Cosi Aldo Grasso nel Corriere di stamani. Gli riconosciamo il coraggio della sincerità, anche perchè un libro o ti prende o non ti prende. Noi abbiamo la stessa idiosincrasia verso “Cent’anni di solitudine” di Marquez. L’abbiamo iniziato e chiuso dopo le prime 50 pagine più o meno tre volte. Ma passiamo a ciò che ci ha spinto a scrivere questo pezzo.

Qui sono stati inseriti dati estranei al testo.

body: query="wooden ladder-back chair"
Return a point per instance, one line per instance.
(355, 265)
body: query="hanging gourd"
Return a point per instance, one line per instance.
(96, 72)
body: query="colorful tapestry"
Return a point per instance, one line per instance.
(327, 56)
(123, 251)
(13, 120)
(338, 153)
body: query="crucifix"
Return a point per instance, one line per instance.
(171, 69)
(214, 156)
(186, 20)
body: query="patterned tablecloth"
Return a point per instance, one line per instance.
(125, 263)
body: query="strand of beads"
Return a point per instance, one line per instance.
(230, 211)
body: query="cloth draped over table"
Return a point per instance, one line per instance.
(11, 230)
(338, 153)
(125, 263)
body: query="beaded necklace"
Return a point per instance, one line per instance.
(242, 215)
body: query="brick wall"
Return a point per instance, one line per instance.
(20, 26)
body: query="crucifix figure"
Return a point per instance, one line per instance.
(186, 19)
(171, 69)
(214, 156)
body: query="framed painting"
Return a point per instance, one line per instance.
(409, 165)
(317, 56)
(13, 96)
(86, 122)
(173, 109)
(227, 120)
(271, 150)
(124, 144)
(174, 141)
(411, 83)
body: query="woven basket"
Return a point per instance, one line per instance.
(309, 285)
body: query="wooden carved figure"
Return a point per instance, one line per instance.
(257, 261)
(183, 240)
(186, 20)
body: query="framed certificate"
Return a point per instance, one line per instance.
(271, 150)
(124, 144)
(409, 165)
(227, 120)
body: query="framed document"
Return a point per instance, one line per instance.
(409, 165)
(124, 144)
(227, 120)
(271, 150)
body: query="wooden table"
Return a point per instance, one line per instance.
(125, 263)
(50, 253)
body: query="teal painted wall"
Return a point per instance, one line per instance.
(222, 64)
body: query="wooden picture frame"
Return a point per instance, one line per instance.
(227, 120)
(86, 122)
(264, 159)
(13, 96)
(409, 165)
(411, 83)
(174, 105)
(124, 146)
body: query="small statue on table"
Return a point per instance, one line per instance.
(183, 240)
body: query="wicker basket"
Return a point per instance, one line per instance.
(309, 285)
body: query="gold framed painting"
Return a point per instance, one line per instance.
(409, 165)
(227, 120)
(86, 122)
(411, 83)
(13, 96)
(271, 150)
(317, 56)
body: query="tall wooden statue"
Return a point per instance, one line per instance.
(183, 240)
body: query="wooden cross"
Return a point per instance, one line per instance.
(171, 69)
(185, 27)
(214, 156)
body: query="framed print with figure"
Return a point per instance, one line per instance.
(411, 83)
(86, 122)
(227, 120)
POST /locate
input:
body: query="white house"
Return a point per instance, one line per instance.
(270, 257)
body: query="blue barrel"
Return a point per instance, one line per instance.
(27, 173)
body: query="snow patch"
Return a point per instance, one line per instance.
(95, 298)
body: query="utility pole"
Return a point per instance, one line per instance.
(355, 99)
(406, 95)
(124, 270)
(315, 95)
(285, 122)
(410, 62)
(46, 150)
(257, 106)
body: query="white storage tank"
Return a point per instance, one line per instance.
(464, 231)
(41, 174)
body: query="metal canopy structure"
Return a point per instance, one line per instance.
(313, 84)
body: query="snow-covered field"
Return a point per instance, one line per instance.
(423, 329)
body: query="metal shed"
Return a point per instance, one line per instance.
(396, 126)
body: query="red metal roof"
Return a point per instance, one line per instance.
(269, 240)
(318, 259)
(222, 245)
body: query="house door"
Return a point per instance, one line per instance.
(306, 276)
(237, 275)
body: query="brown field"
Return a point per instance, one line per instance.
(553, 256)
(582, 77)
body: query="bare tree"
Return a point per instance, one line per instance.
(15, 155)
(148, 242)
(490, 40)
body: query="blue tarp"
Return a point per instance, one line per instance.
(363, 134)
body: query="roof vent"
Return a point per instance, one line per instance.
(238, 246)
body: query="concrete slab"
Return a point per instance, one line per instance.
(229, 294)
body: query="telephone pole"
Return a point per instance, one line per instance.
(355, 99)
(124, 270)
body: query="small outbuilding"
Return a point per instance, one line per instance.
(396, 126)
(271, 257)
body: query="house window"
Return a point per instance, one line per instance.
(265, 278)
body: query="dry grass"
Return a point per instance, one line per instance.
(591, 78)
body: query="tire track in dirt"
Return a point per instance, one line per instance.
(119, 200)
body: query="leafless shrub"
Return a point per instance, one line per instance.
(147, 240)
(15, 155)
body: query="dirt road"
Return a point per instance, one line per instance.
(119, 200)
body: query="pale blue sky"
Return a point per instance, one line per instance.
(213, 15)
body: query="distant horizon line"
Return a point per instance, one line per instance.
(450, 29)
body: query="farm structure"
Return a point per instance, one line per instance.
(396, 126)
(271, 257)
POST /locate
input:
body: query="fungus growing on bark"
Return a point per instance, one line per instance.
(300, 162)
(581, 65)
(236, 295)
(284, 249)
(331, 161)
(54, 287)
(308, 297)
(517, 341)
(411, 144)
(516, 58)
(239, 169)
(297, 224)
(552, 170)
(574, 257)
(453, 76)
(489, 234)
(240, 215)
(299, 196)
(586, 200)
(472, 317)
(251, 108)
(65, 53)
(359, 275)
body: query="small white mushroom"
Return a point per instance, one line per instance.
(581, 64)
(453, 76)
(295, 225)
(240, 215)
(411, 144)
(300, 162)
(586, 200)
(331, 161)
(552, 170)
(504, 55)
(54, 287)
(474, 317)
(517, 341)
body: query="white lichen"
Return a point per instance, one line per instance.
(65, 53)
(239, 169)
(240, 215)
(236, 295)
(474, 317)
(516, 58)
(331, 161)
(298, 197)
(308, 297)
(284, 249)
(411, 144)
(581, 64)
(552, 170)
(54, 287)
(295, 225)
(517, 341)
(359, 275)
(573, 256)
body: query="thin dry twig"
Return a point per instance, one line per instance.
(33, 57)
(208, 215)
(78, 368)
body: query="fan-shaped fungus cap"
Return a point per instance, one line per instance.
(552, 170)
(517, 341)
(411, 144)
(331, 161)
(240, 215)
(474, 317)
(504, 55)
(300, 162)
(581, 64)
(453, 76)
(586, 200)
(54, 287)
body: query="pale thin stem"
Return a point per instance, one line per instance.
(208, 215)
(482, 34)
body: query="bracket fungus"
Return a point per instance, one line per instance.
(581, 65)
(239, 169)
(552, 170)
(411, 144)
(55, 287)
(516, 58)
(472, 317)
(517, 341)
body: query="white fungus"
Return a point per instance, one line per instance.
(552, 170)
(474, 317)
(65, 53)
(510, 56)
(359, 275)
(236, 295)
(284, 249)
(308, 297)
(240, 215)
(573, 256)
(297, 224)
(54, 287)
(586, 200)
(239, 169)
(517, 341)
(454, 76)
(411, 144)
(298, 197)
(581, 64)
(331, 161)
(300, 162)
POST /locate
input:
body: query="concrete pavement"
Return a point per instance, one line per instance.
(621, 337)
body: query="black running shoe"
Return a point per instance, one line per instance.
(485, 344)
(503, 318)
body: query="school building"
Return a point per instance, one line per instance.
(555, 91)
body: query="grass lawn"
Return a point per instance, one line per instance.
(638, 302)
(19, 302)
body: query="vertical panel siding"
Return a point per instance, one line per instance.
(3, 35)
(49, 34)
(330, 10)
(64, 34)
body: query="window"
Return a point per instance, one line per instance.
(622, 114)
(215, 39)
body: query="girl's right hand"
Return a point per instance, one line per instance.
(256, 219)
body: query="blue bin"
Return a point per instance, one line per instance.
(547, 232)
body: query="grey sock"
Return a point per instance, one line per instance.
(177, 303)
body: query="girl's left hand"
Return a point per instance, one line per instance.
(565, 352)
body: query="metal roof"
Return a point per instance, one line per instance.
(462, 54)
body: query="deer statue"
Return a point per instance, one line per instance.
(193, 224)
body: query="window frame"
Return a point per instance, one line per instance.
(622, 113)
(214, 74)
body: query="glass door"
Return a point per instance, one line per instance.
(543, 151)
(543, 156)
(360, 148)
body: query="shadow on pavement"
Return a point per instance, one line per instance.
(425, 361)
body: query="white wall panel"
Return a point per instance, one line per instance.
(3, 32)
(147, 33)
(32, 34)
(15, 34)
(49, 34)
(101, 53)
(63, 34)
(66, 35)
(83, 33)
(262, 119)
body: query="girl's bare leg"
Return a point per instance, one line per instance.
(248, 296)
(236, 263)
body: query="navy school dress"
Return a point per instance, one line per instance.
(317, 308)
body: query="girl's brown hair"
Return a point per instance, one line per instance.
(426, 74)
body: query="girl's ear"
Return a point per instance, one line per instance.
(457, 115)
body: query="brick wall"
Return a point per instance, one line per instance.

Il nome della rosa, la serie, che è stata prodotta da Palomar, Rai Fiction con Tele Munchen Group, scritta da Andrea Porporati, da Giacomo Battiato (che firma anche la regia) e dallo stesso Turturro. A parte il romanzo che al contrario di Grasso che lo reputa un pò furbo, noi troviamo un esempio da parte del professor Eco di padronanza assoluta del suo mestiere che in fondo era conoscere le pieghe più recondite della lingua e della scrittura e delle sue tecniche e qui ne fa ampio sfoggio. No non lo troviamo furbo, non ammicca, non si nasconde, non ci troviamo quella bassa fame di successo, ma anzi per Lui un divertimento e una dimostrazione di come si costruiscono certo tipo di romanzi.
La serie invece la troviamo, questa si assoggettata agli umori televisivi di un pubblico abituato a vedere “il trono di spade” e tutta una pletora di film del genere. Per cui si scosta a nostro avviso dall’originale film del 1986 di Annaud e dalla bella interpretazione di Guglielmao da Baskerville ( Eco disse che il cognome derivava direttamente dal “Mastino dei Baskerville” come omaggio a Conan Doyle) di Sean Connery e dallo spirito del libro. Noi lo abbiamo letto tutto.